Car c’est bien de cela qu’il s’agit chez John Carpenter – du moins, si l’on s’en tient au scénario platonicien du personnage miraculeusement tiré de la caverne, puis investi d’une mission pour sauver ses congénères que l’ignorance maintient prisonniers à l’intérieur : arbitrairement et exceptionnellement, le cinéaste choisit d’offrir à un personnage la capacité d’aller au-delà du visible, de percevoir l’invisible qui détermine et organise le monde des apparences. Et l’on ne peut manquer de constater qu’effectivement, la substitution de l’invisible au visible simplifie les choses, ce qui prend l’apparence dans le film d’une réalité terne, perçue en noir et blanc, où la richesse sensible des images se voit remplacée par des messages subliminaux dont la typographie et les tournures sont réduites au strict minimum.
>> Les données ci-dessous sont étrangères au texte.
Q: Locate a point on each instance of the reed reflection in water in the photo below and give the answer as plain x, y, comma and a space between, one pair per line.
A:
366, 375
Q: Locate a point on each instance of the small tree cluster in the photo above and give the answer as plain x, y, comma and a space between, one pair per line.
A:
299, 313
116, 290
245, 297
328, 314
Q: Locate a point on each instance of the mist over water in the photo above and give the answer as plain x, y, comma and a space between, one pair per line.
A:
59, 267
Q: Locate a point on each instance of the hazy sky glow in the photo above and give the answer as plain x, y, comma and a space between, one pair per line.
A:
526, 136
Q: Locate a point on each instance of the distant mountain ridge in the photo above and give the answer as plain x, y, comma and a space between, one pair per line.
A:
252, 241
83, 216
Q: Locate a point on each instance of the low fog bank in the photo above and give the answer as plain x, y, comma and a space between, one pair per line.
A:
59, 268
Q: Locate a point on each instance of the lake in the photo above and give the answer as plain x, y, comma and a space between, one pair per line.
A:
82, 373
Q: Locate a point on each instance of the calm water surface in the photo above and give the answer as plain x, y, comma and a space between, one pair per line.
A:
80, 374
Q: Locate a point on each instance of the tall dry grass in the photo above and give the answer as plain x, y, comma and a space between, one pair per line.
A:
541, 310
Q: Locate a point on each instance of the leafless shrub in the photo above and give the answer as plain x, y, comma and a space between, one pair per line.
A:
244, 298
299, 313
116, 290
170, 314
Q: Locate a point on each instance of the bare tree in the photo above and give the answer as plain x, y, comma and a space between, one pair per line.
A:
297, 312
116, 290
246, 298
Tout se passe finalement comme si la diversité du visible devenait insupportable aux yeux de l’individu engagé, comme si la prise de conscience politique débouchait naturellement sur une intolérance aux images complexes. Il faut chercher l’explication de ce phénomène dans le présupposé selon lequel ce qui travaille à empêcher la réduction du réel à des idées simples finit toujours par dérégler les oppositions politiques fonctionnelles, et par jouer le jeu de la domination. Althusser l’affirme dans l’un de ses articles les plus fameux : le danger politique que représente l’idéologie bourgeoise ne vient pas seulement de la misère qu’elle engendre ou des mensonges qu’elle répand quant à son origine naturelle, mais aussi et surtout de sa tendance à produire de l’équivoque [11]. Rien de pire, aux yeux du penseur critique, que ce brouillage des oppositions et des partages établis qui débouche sur une difficulté, pour l’homme du commun, à se positionner moralement et politiquement.

Le problème de l’application d’une théorie matérialiste à la réalité sensible a donc pour centre l’irrationalité fondamentale des apparences, au sens où celles-ci ne semblent pas immédiatement compréhensibles à la lumière de la seule raison. La question rejoint donc celle de la pluralité des significations permises par toute image, et en particulier par l’image de film, dont les points de rattachement au discours sont trop nombreux et divers pour permettre l’assurance d’une lecture stable et unique. Dès lors que l’on cherche à interpréter en termes politiques une image, il faut renoncer de fait au fantasme d’une réalité textuellement lisible, sous peine de produire, en guise d’interprétation, rien de plus qu’une opération de réduction. La fréquence avec laquelle sont accomplies de telles réductions tient, comme je viens de le montrer, à ce que les images n’ont obtenu leur propre discipline que tardivement, et étaient affiliées dans un premier temps aux sciences humaines et sociales, dont l’objectif plus directement affirmatif ne peut être mieux satisfait que par des résultats énoncés sous forme textuelle. Par conséquent, tant comme objets d’étude que comme instruments scientifiques, elles ont parfois été méconnues dans leur potentiel propre, ou supposées équivalentes à ce qui, en elles, « peut être aisément traduit et véhiculé par le texte » [12].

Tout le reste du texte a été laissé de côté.